Offensive coordinator Andy Ludwig will now be calling plays for Utah, with quarterbacks coach Gerry Gdowski stepping into the role for the Commodores. Vandy’s special teams coach, Shawn Mennenga has also left Nashville for a coordinator position with the Green Bay Packers.
Despite those losses, the Vanderbilt secondary ticket market will open on a high, thanks to two strong opponents. The home opener against Georgia has a current average resale price of $181, with the cheapest available seat clocking in at $109. After that, the Commodores will host LSU in a slightly more affordable match-up; the current average ticket is going for $137 on the resale market, with a get-in price of $80.
Beyond those marquee games, however, enthusiasm seems to flag as prices drop. No game for the remainder of the season has a get in price higher than $15 and even that relative high water mark comes against the Kentucky Wildcats. If you simply want to see a Vanderbilt game, this is your part of the schedule; two games—Northern Illinois and UNLV—have $6 get-in prices while the season finale against Eastern Tennessee State has tickets as low as $7.
While single game tickets haven’t hit the primary market yet, you can still purchase a season ticket. Seats are still available in 17 of the stadium’s 22 sections, although sections near midfield are filling up; prices range from $170 to $550. Season ticket holders can also purchase up to three general admission parking spaces for $200 each.
No matter where you’re sitting, though, Vanderbilt has some policies to keep in mind. Children under 2 will not need a ticket for any event, provided they sit on a parent’s lap. Only clear bags and small clutches are allowed to the Vanderbilt Stadium, as per the latest entry policy. The school also has a deal with Ticketmaster so any primary market tickets will be handled through their platform.

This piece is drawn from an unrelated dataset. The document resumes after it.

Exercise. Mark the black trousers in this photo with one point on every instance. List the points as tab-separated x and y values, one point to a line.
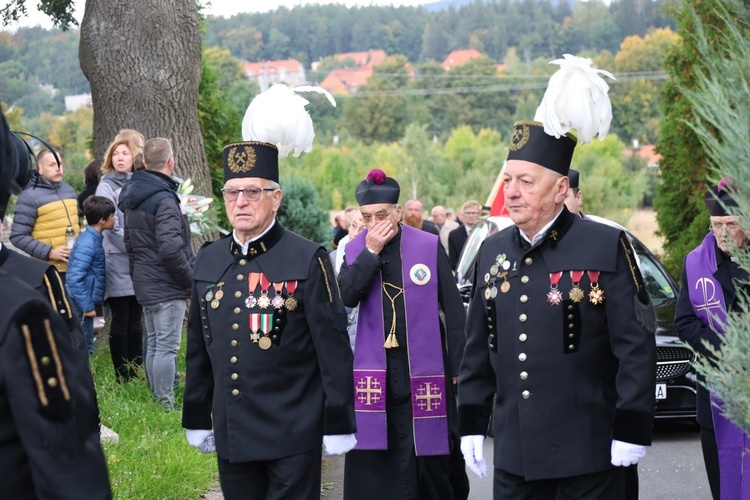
610	484
125	335
291	478
711	459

If you’re confident that Vanderbilt will be able to cope with their personnel changes, now is definitely the time to pouch on tickets. It’s unlikely the early game will see a significant change in value—both due to the opponent and the fact that the team won’t have much time to rattle fans’ confidence with potential poor performances—and the later games can’t get cheaper than they are now. If the team plays well, you’ll have quite a bargain on your hands.